Grau de Endividamento x Novos Horizontes de preços de matéria prima
*Por Manoel Pereira de Queiroz
Após muitos anos sem uma perspectiva
promissora, o setor sucroenergético brasileiro experimentou, a partir da safra
19/20, uma sequência de três bons anos, ao menos em termos de preço. Após um
crescimento real da ordem de 14% na safra 18/19, a dívida total do setor se
manteve estável em 19/20 e caiu cerca de 22% em 20/21. Os balanços da safra
21/22 estão saindo do forno, mas devem apresentar resultados bastante
heterogêneos entre as empresas, em função da quebra de safra de cada unidade
produtora e da política de hedge adotada por cada grupo econômico.
Em relação à quebra de safra, enquanto
os dados da Unica mostram uma queda de 14,69% (em ATR), temos observado
unidades com apenas 5%, enquanto outras chegam a apresentar perdas de até 30%.
Já no que diz respeito ao hedge, muitas empresas travaram, antecipadamente,
seus preços de açúcar em cerca de R$ 1.500,00 por tonelada, mas o preço chegou
a bater acima de R$ 2.000,00, beneficiando as empresas que não se haviam
protegido.
Nesse caso, diga-se, pura sorte de quem
não fez o que deveria ter sido feito. Isso tudo posto, considerando o aumento
de custos dos insumos, que já teve impactos nessa última safra, e o aumento da
Selic, a partir de meados de 2021, torna bastante desafiador estimarmos o nível
de dívida das empresas e do setor como um todo no atual momento, sem termos
acesso aos balanços fechados da safra.
Se já é difícil estabelecermos o
presente, pior ainda é traçarmos cenários futuros.
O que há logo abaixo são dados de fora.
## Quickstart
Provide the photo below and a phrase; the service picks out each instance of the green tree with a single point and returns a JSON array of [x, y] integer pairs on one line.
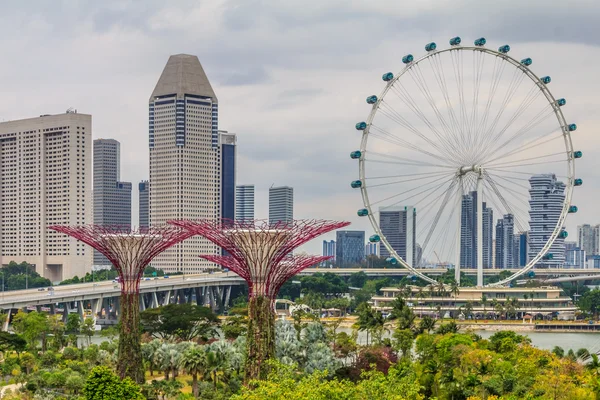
[[180, 321], [194, 362], [73, 323], [103, 384], [88, 329], [33, 326]]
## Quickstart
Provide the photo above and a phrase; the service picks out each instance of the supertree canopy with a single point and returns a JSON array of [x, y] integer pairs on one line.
[[129, 251], [261, 253]]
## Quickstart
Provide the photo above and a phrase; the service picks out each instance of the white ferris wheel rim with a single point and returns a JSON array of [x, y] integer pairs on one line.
[[568, 149]]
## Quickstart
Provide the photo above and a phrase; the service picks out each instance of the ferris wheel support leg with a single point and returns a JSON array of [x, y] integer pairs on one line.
[[479, 231], [458, 237]]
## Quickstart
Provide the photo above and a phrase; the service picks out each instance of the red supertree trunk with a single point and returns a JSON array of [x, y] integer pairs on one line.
[[260, 253], [129, 252]]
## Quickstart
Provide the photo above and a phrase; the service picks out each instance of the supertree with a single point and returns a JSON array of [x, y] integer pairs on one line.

Apenas para citar alguns
exemplos, cloreto de potássio saiu de 400 dólares por tonelada, no início de
2021, para cerca de 1.200 hoje; ureia, de 350 dólares para próximo de 900; e
superfosfato triplo, de 450 para 800 dólares a tonelada. Isso tudo sem contar o
preço do óleo diesel, que acumula mais de 55% de aumento desde o início da
última safra. Ou seja, o cenário será desafiador, embora a perspectiva seja de
preços firmes de açúcar e etanol.
Por outro lado, como tenho insistido há
vários anos, o setor é muito heterogêneo em vários aspectos. Apenas para se ter
uma ideia, em um levantamento com 162 unidades produtoras, o CTC encontrou
resultados de produtividade (safra 20/21) que vão de 16,19 toneladas de ATR por
hectare até 4,01. Do ponto de vista financeiro, alguns grupos possuem dívida
líquida menor que 50 reais por tonelada, enquanto outros superam os 250. Um
cenário desafiador, seja de clima, seja de preço ou de custo, afetará
diferentemente cada uma das usinas. Usando um exemplo do passado, após o
período de congelamento de preços da gasolina em meados da última década,
várias usinas se tornaram insolventes, algumas sendo inclusive forçadas a pedir
recuperação judicial, enquanto outras, além de passarem incólumes, aumentaram
sua moagem incorporando canavial delas. É, portanto, mais importante fazer
primeiro a lição de casa, independentemente da adversidade do momento.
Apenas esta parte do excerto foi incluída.